Spruch:
Dem Revisionsrekurs wird Folge gegeben.
Die Beschlüsse der Vorinstanzen werden dahin abgeändert, dass die Entscheidung wie folgt zu lauten hat:
"Der Antrag, der beklagten Partei mit einstweiliger Verfügung zur Sicherung des geltend gemachten Anspruchs auf Unterlassung wettbewerbswidriger Handlungen bis zur Rechtskraft des über die Klage ergehenden Urteils zu verbieten, mit Verbrauchern im Sinne des KSchG Bauträgerverträge abzuschließen, in denen Zahlungsvereinbarungen enthalten sind, die zum Nachteil des Verbrauchers vom Ratenplan gemäß § 10 BTVG abweichen, ohne im Bauträgervertrag eine anderweitige gemäß BTVG taugliche Sicherung der abweichenden Zahlungen zu vereinbaren, wird abgewiesen."
Die klagende Partei hat ihre Kosten im Rechtsmittelverfahren selbst zu tragen.
Text
Begründung
Die Klägerin und die Beklagte sind Bauträger nach der Gewerbeordnung und dem Bauträgervertragsgesetz (BTVG) sowie Wohnungseigentumsorganisatoren nach dem WEG; sie schließen Bauträgerverträge mit Konsumenten ab.
Die Beklagte schloss ua mit Hans Peter H*****, Marion S*****, DI Stephan und Mag.

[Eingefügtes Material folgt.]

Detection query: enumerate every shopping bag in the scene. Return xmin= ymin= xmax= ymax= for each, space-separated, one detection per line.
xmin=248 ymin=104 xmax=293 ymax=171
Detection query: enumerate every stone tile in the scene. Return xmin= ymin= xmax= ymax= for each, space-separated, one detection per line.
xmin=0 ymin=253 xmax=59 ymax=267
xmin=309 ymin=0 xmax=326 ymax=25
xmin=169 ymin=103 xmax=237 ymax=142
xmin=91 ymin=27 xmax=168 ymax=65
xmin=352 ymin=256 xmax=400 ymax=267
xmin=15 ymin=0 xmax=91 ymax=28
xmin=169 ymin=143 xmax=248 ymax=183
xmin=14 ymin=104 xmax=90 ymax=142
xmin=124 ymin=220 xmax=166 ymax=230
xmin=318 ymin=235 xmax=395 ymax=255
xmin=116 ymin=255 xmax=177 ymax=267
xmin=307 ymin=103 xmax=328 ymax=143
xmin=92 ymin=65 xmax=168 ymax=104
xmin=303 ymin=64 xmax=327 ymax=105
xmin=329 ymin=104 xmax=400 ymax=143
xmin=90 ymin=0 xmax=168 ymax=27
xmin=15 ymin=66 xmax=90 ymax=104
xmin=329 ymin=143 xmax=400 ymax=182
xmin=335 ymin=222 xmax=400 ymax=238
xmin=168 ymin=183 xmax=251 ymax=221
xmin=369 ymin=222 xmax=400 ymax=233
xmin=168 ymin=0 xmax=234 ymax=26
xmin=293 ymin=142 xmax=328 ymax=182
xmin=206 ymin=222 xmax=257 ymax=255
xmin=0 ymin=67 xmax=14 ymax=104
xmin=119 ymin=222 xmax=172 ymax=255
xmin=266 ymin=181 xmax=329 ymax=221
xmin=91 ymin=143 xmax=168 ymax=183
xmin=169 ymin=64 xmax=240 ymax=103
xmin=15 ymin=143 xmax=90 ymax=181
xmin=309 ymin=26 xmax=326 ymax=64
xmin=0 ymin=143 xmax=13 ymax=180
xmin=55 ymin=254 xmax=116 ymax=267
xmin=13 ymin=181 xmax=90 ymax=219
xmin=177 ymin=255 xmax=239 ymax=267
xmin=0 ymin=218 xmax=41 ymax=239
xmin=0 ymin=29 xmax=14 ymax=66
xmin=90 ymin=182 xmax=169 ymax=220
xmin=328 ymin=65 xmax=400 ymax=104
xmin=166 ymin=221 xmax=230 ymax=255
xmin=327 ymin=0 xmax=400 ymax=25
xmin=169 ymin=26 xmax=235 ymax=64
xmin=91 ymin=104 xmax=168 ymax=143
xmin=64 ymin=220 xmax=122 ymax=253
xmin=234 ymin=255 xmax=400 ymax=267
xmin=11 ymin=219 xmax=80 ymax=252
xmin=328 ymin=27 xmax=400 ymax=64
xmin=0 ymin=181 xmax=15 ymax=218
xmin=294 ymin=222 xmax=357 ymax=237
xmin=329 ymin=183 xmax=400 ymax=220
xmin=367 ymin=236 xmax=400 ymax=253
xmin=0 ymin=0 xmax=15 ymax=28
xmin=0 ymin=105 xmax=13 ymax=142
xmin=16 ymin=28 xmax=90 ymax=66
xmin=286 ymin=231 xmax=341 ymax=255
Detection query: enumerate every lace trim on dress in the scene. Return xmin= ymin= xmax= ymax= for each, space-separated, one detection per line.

Sabine W***** sowie Astrid G***** Bauträgerverträge ab und bot Dieter C***** einen Bauträgervertrag an, die jeweils unter Punkt III.1. nachstehende - auszugsweise wiedergegebene - Zahlungsplanvereinbarung enthalten: "Der Käufer ermächtigt den Treuhänder (...) einseitig unwiderruflich, nachfolgende Zahlungstranchen aus der dem Treuhänder (...) zu übergebenden einseitig unwiderruflichen Zahlungszusage bzw Bankgarantie abzurufen: a) 30% des Kaufpreises (...) bei Vorliegen der rechtskräftigen Baubewilligung und Baubeginn, b) 10% des Kaufpreises (...) nach Fertigstellung des Rohbaues einschließlich Kellerdecke, c) 10% des Kaufpreises (...) nach Fertigstellung des Rohbaues ohne Dach, d) 8% des Kaufpreises (...) nach Fertigstellung des Daches samt Eindeckung (...)".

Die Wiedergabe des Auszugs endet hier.